WESTWEGO, La. -- The Southeast Louisiana Flood Protection Authority-West shot video in summer 2011 to show the unsuitable debris their crews found in a new flood protection levee the corps built south of Westwego.
'You have large pieces of bricks and concrete and rocks and steel rods and wood, large, almost tree trunks,' said Susan Maclay, president of the Southeast Louisiana Flood Protection Authority-West.
After months of analysis of the levee and disagreement between the Army Corps of Engineers and the levee protection authority, the Army Corps of Engineers still maintains.
'We actually do have a very well constructed levee. We are confident that it is built in accordance with contract plans, and that it will perform as intended,' said Kevin Wagner with the U.S. Army Corps of Engineers.
But the Army Corps of Engineers acknowledges that unacceptable levels of debris were found in six places along the levee that could present a danger -- especially to crews maintaining and mowing the levee.
'There were pieces of wood that exceeded the specification,' Wagner said.
The levee authority maintains the debris is more than just a case of too much wood.
'Wood was the most abundant, but we found concrete pieces, we found pieces of pipe,' said Jerry Viera, a board member. 'Everything from crane hooks to supermarket carts.'
But the Army Corps of Engineers has proposed a solution that the levee authority feels will resolve its concerns.

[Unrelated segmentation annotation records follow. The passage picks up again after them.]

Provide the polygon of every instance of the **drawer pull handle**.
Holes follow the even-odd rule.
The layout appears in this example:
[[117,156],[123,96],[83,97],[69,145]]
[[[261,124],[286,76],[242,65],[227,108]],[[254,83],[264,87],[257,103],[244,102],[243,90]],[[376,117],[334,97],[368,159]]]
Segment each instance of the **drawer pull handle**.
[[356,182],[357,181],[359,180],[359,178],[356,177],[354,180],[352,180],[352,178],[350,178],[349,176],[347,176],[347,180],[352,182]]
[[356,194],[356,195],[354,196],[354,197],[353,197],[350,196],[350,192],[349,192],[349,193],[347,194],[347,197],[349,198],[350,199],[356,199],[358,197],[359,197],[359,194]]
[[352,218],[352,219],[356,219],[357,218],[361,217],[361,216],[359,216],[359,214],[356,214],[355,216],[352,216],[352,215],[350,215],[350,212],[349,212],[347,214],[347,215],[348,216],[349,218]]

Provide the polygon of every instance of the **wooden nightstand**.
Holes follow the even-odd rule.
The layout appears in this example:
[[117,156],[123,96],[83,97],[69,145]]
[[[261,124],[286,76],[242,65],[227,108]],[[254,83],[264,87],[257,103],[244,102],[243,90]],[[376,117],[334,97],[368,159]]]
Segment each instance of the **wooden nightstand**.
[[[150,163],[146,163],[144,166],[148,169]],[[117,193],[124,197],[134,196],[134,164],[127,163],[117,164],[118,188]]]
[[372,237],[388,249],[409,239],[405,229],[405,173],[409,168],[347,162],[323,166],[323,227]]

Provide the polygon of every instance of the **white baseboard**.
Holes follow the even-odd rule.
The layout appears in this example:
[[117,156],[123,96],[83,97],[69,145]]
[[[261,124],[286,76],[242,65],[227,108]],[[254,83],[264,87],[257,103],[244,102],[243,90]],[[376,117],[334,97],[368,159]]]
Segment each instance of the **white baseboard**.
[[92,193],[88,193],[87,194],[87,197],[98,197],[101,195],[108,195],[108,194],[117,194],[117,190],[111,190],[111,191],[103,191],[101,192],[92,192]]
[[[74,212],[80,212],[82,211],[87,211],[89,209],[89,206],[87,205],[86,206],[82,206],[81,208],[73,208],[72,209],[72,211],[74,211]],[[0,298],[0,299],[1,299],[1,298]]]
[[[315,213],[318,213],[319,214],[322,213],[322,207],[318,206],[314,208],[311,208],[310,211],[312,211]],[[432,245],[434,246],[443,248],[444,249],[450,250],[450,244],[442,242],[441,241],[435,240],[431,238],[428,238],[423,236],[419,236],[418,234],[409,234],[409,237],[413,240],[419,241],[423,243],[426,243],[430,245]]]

Generally it involves removing objectionable surface material from six areas of concern and adding one foot of clean clay to cap the levee.
'We're satisfied that, first of all, the levee is fit for use. It's safe,' Viera said.
And in one area where the levee is built on top of an old access road, the Army Corps of Engineers will install 350 feet of sheet piling.
'The sheet piling is to protect the community from any seepage that might occur that because of buried debris,' Viera said.
And the Army Corps of Engineers wants to have its own employees perform a lot of the work for quality control.
'So we make sure we have close supervision of the works that's going to be performed,' Wagner said.
The Army Corps of Engineers says it has funding for the work and intends to have it finished by hurricane season.